Le clinicien pose les mains à plat sur l’utérus de la patiente, et attendra patiemment la survenue d’une contraction utérine. II peut ainsi évaluer la fréquence des contractions utérines et leur intensité.
– Les modifications locales : elles sont évaluées par le toucher vaginal. Cet examen simple doit être pratiqué correctement. Le toucher vaginal doit pouvoir préciser la longueur du col, la dilatation, la consistance, la situation, l’état de la poche des eaux et la sollicitation du col par la présentation.
Plusieurs scores tentent d’évaluer la sévérité de la MAP en fonction des modifications cervicales (score de Bishop).
– Autres symptômes associés : la RPM : elle aggrave le risque d’accouchement prématuré. De surcroît, elle introduit un risque infectieux important pour la mère et pour l’enfant. L’hospitalisation immédiate de la patiente est nécessaire.
Selon l’âge de la grossesse, une tocolyse sera tentée dans la mesure où aucun syndrome infectieux n’est dépisté.
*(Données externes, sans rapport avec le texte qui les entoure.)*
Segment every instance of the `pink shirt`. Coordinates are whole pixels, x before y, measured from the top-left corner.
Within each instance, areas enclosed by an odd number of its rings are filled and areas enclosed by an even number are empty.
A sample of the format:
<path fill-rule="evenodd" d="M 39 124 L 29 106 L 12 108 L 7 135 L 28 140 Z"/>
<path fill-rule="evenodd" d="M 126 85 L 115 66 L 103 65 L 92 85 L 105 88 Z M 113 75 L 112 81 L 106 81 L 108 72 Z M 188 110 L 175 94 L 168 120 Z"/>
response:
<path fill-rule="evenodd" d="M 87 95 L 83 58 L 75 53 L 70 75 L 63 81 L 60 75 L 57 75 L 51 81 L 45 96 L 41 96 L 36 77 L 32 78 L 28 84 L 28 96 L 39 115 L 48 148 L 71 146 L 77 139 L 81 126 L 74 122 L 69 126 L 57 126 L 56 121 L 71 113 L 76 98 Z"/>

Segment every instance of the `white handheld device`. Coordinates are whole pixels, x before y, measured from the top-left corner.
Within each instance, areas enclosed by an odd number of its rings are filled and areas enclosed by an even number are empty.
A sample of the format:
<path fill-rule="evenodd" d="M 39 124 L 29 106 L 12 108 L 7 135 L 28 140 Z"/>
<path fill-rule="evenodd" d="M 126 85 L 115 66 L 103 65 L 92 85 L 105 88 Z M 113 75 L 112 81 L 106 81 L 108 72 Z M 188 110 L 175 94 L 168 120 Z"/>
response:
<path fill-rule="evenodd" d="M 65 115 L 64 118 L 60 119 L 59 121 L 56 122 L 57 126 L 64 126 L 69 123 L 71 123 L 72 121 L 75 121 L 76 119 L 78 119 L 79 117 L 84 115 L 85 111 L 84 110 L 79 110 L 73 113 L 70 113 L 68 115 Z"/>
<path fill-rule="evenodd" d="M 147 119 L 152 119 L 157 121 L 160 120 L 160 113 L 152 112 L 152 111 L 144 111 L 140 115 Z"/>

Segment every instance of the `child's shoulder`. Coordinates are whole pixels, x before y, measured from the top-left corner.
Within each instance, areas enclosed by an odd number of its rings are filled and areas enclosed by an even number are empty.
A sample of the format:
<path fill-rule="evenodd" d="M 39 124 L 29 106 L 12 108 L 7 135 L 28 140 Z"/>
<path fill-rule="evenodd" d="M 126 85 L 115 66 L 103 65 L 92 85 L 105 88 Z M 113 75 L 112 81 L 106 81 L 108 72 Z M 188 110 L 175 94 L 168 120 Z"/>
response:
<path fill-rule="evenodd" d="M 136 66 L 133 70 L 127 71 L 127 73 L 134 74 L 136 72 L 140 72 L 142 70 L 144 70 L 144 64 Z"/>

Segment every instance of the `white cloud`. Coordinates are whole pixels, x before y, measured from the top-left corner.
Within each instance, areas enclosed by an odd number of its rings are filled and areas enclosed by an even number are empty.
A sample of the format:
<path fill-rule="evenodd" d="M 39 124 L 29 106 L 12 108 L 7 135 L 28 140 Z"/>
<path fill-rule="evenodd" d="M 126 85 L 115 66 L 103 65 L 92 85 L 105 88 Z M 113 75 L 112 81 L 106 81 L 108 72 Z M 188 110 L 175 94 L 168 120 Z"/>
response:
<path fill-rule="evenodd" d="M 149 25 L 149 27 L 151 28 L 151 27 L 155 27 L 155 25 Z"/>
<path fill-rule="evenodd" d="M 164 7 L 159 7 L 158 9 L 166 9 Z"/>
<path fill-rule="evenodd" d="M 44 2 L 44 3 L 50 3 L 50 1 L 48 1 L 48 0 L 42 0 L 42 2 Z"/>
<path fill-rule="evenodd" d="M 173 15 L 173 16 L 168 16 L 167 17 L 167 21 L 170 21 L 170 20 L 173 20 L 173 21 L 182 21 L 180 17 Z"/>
D’autres symptômes peuvent être associés à la MAP : métrorragies qui peuvent être symptomatiques d’un placenta prævia entraînant souvent une MAP ou encore métrorragies symptomatiques d’un décollement prématuré du placenta qui doit être recherché attentivement. Dans d’autres cas, les métrorragies seront minimes mais simplement symptomatiques de la dilatation cervicale débutante. Ce dernier diagnostic ne doit être retenu qu’après avoir éliminé les deux autres au préalable.
5. Bilan étiologique et de prématurité :
A adapter en fonction de l’urgence de la tocolyse.
– Mère : NFS, test à la diamino-oxydase (DAO) à la recherche d’une rupture, test de Kleihauer en cas de métrorragies.
– Fœtus : évaluation du bien-être fœtal (RCF) et estimation de l’âge et du poids fœtal (clinique et échographique)
Ce bilan rapide permet d’apprécier le pronostic fœtal en cas d’échappement à la tocolyse.
6. Conduite à tenir :
1) Repos au lit : à l’hôpital ou à domicile
Il est fondamental ; il suffit dans 50 % des cas.
2) Tocolyse pharmacologique : Cf chapitre spécial
7. Conclusion :
Une meilleure connaissance de la physiologie de la contraction utérine, le développement des procédés d’enregistrement et les progrès de la pharmacologie permettent d’appréhender au mieux le risque d’accouchement prématuré et d’envisager une conduite pratique et thérapeutique plus adaptée.